In all Quake games, there is a special death animation called Gibbing. This word is formed from gib, short for giblets.
When Gibbing occurs
When a character dies, their health goes into negatives after reaching zero. Around -50, a character will burst into bloody bits of muscle, bones, flesh, and organs. This is referred to as "Gibbing". Some characters cannot be gibbed, while some must be gibbed to be permanently killed.

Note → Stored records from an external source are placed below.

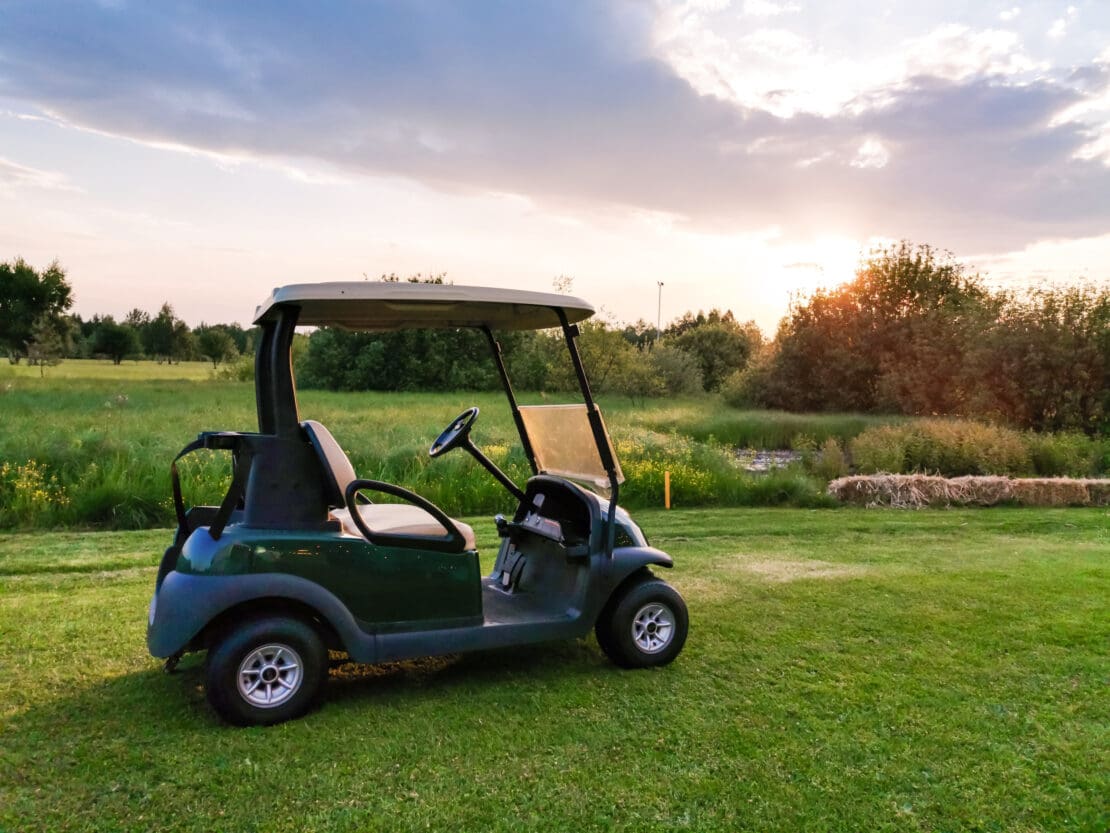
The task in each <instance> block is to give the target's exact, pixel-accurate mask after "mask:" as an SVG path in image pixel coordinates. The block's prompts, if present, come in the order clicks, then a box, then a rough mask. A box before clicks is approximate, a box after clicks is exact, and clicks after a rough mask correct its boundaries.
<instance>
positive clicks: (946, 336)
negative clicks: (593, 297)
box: [723, 242, 1110, 434]
mask: <svg viewBox="0 0 1110 833" xmlns="http://www.w3.org/2000/svg"><path fill="white" fill-rule="evenodd" d="M723 393H724V395H725V399H726V400H727V401H728V402H729V403H730V404H735V405H754V407H760V408H777V409H784V410H788V411H857V412H871V413H902V414H909V415H946V416H951V415H959V416H971V418H976V419H982V420H987V421H990V422H1000V423H1007V424H1011V425H1016V426H1020V428H1029V429H1033V430H1037V431H1061V430H1074V431H1083V432H1086V433H1089V434H1097V433H1103V434H1104V433H1110V287H1108V285H1106V284H1102V285H1099V287H1094V285H1079V287H1068V288H1051V289H1037V290H1031V291H1026V292H1009V291H991V290H989V289H988V288H987V287H985V285H983V283H982V281H981V279H980V278H979V277H978V275H973V274H969V273H968V272H967V271H966V270H965V268H963V267H962V265H961V264H960V263H958V262H956V261H955V260H953V259H952V257H951V255H950V254H942V253H939V252H937V251H936V250H934V249H931V248H929V247H927V245H919V247H914V245H910V244H909V243H906V242H902V243H899V244H897V245H894V247H890V248H887V249H885V250H881V251H878V252H875V253H874V254H872V257H871V258H870V259H869V260H868V261H867V262H865V263H864V264H862V265H861V267H860V269H859V270H858V272H857V274H856V278H855V280H852V281H850V282H848V283H845V284H842V285H840V287H837V288H835V289H827V290H818V291H816V292H815V293H814V294H813V295H810V297H808V298H805V299H800V300H798V301H796V302H795V303H794V304H793V305H791V308H790V310H789V312H788V313H787V315H786V317H785V318H784V319H783V321H781V323H780V324H779V328H778V332H777V334H776V335H775V339H774V340H773V341H771V342H770V343H768V344H766V345H765V347H764V349H763V350H761V351H760V352H759V353H758V354H757V355H756V357H755V359H754V360H753V361H751V362H750V364H749V365H748V367H747V368H745V369H744V370H743V371H740V372H738V373H735V374H734V375H731V377H730V378H729V379H728V381H727V382H726V383H725V385H724V388H723Z"/></svg>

In Single Player levels of Quake and Quake 2, enemies will gib if they reach a certain negative heath value. Weaker enemies often require a smaller negative health value while the more powerful enemies require a larger value. This makes certain enemies appear more resilient than others. Furthermore, in Quake 2, corpses can be further damaged simply by shooting them until they gib; gibbing corpses will prevent Medics from reviving fallen Strogg. In Quake III: Team Arena, player must gib the corpse of Kamikaze carrier of the deathmatch after fragging him/her to deny the giant energy explosion following shortly after.
In multiplayer players can be easily gibbed with a powerfull weapon such as a Rocket Launcher, although if one has a 100 health value and is hit by a direct hit rocket they will die normaly instead.

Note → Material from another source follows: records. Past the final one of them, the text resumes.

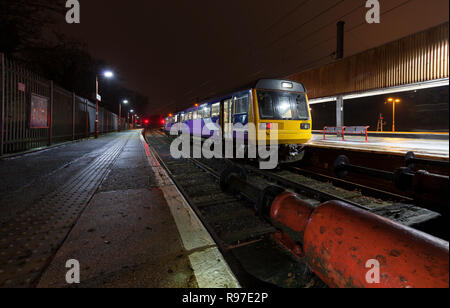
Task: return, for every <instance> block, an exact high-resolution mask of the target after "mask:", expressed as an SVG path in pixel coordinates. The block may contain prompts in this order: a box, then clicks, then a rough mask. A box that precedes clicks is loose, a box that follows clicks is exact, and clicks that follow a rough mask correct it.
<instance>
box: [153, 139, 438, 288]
mask: <svg viewBox="0 0 450 308" xmlns="http://www.w3.org/2000/svg"><path fill="white" fill-rule="evenodd" d="M148 137H149V138H147V141H148V143H149V145H150V147H151V148H152V149H153V151H154V152H155V154H156V156H157V158H158V160H159V161H160V163H161V164H162V166H164V168H165V169H166V171H167V172H168V173H169V175H170V177H171V178H172V179H173V181H174V182H175V184H176V185H177V186H178V188H179V190H180V191H181V192H182V194H183V195H184V197H185V198H186V200H187V201H188V203H189V204H190V205H191V206H192V208H193V209H194V210H195V212H196V213H197V215H198V216H199V217H200V219H201V220H202V222H203V223H204V225H205V226H206V228H207V229H208V231H209V232H210V233H211V235H212V236H213V238H214V240H215V241H216V243H217V244H218V246H219V247H220V249H221V250H222V252H223V254H224V256H225V258H226V259H227V261H228V262H229V263H230V266H231V267H232V269H233V271H234V272H235V273H236V275H237V276H238V279H239V280H240V282H241V283H242V284H243V286H254V285H258V284H259V283H260V282H261V283H263V284H266V283H267V284H269V285H272V286H277V287H303V288H305V287H312V288H314V287H326V285H325V284H324V283H323V282H322V281H321V280H320V279H319V278H318V277H317V276H315V274H314V273H313V272H311V270H310V269H309V267H308V266H307V264H306V263H304V262H303V261H302V260H299V259H298V258H295V257H293V256H292V255H291V254H289V253H288V252H287V251H286V250H285V249H284V248H283V247H281V246H279V245H278V244H277V242H276V241H274V240H273V237H272V236H273V234H275V232H276V231H277V229H276V228H275V227H274V226H272V225H271V224H270V223H268V222H267V221H266V220H265V219H263V218H262V217H261V216H257V215H255V202H256V199H257V198H258V196H257V195H256V194H252V192H251V190H250V192H249V193H247V194H246V193H245V192H244V193H240V194H237V195H232V194H227V193H224V192H223V191H222V189H221V187H220V177H221V174H222V172H224V171H225V170H226V169H227V168H229V167H230V165H233V164H234V165H238V166H239V167H240V168H241V170H245V173H246V176H247V177H248V178H251V185H252V187H253V188H254V189H255V190H263V189H264V188H265V187H268V186H270V185H278V186H281V187H283V188H284V189H288V190H290V191H294V192H296V193H298V194H299V196H300V197H301V198H302V199H303V200H305V201H307V202H309V203H310V204H312V205H314V206H317V205H319V204H321V203H323V202H326V201H330V200H338V201H343V202H346V203H348V204H351V205H353V206H356V207H358V208H361V209H364V210H366V211H371V212H373V213H376V214H378V215H380V216H384V217H386V218H388V219H390V220H394V221H397V222H400V223H401V224H404V225H407V226H412V227H415V228H420V227H421V226H424V225H425V224H427V223H428V222H430V221H434V220H435V219H437V218H439V214H437V213H434V212H432V211H429V210H426V209H423V208H420V207H417V206H415V205H413V204H411V203H410V201H411V200H409V199H408V198H403V197H401V196H397V195H393V194H390V193H386V194H384V195H383V193H382V192H381V191H378V194H379V195H380V196H381V195H383V196H384V197H385V198H384V199H380V198H374V197H368V196H365V195H364V194H363V193H362V190H358V189H355V187H352V189H351V190H348V189H342V188H339V187H335V186H334V185H333V184H332V183H331V182H321V181H319V180H316V179H312V178H309V177H306V176H304V175H301V174H299V173H298V172H296V171H295V170H294V169H292V170H276V171H261V170H259V169H257V168H255V167H253V166H251V165H249V164H242V163H239V162H238V163H236V162H234V163H232V162H230V161H229V160H218V159H214V160H206V159H178V160H176V159H173V158H172V157H171V155H170V143H171V139H170V138H169V137H167V136H166V135H165V134H163V133H161V132H156V131H152V132H150V134H149V136H148ZM368 189H369V188H368Z"/></svg>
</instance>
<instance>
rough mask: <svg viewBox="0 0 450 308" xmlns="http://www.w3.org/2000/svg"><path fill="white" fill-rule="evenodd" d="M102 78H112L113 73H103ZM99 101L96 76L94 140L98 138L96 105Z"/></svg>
mask: <svg viewBox="0 0 450 308" xmlns="http://www.w3.org/2000/svg"><path fill="white" fill-rule="evenodd" d="M103 77H105V78H108V79H110V78H113V77H114V73H113V72H111V71H105V72H103ZM99 101H100V95H99V91H98V75H96V76H95V139H97V138H98V133H99V132H98V105H99Z"/></svg>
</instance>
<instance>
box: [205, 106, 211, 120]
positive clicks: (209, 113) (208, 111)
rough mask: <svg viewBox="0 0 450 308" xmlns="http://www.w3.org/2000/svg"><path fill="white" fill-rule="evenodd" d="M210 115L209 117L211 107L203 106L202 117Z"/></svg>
mask: <svg viewBox="0 0 450 308" xmlns="http://www.w3.org/2000/svg"><path fill="white" fill-rule="evenodd" d="M210 117H211V107H210V106H205V107H203V118H204V119H209V118H210Z"/></svg>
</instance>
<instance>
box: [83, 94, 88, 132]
mask: <svg viewBox="0 0 450 308" xmlns="http://www.w3.org/2000/svg"><path fill="white" fill-rule="evenodd" d="M84 102H85V107H86V138H89V110H88V101H87V100H85V101H84Z"/></svg>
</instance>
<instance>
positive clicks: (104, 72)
mask: <svg viewBox="0 0 450 308" xmlns="http://www.w3.org/2000/svg"><path fill="white" fill-rule="evenodd" d="M103 76H105V77H106V78H113V77H114V73H113V72H111V71H105V72H103Z"/></svg>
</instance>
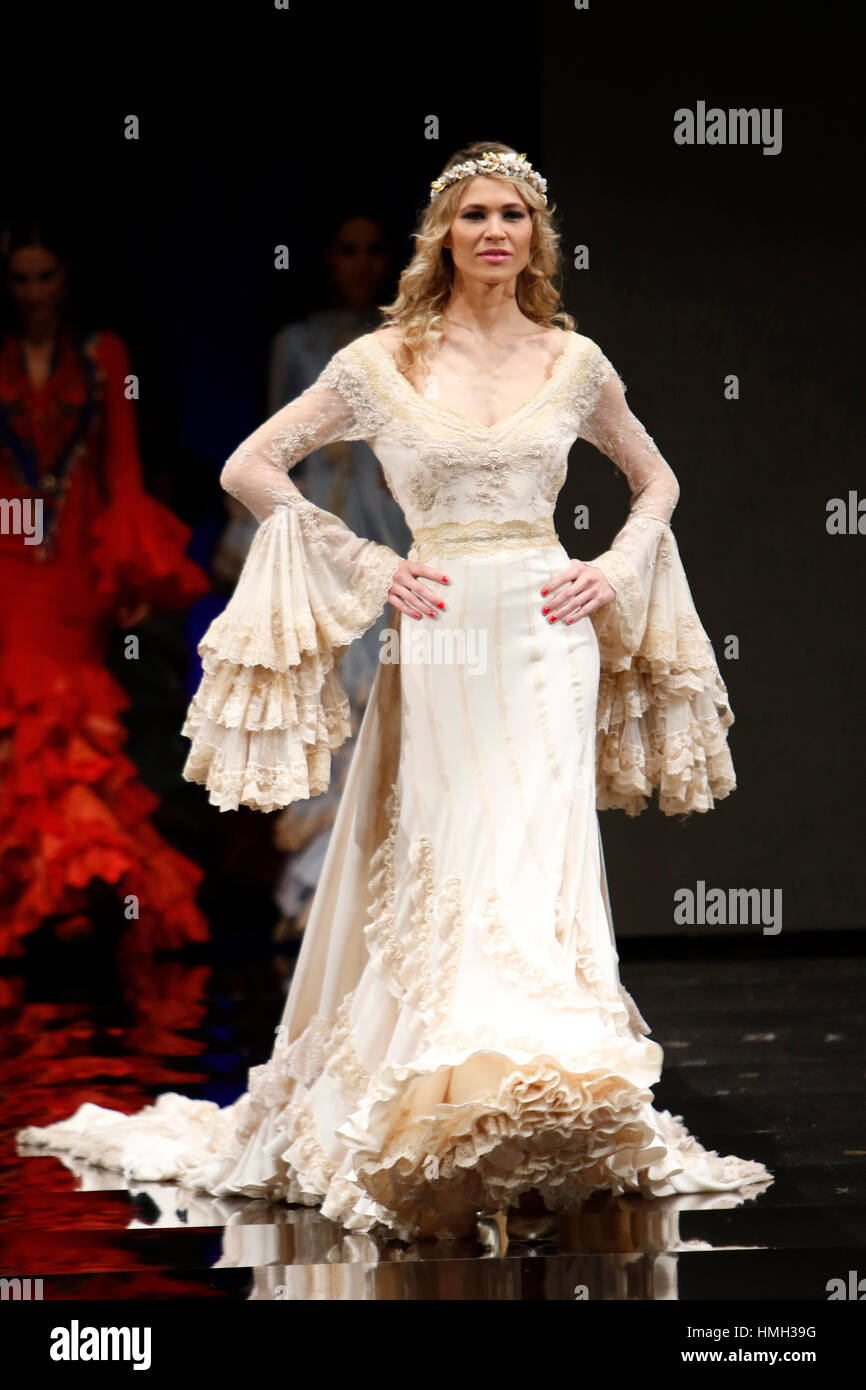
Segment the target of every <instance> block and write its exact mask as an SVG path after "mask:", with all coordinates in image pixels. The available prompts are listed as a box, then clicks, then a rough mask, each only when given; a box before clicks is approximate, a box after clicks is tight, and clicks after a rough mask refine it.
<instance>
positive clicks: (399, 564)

- Gibbing was first introduced in the 1993 game Doom, also developed by id Software.
- In Quake, gibbing a Zombie will permanently kill it, while simply "killing" a Zombie through conventional means only results in the Zombie being temporarily stunned.
- In Quake 2, the Makron can be gibbed, although only his legs and it requires a lot of firepower over some time.
- In Quake 3 Arena, even characters like Bones, who is a Skeleton, and Angel, who is a robot, will burst into fleshy bits.
- In Quake Live giblets turned into impact sparks, most likely to avoid an ESRB's M (Mature) rating.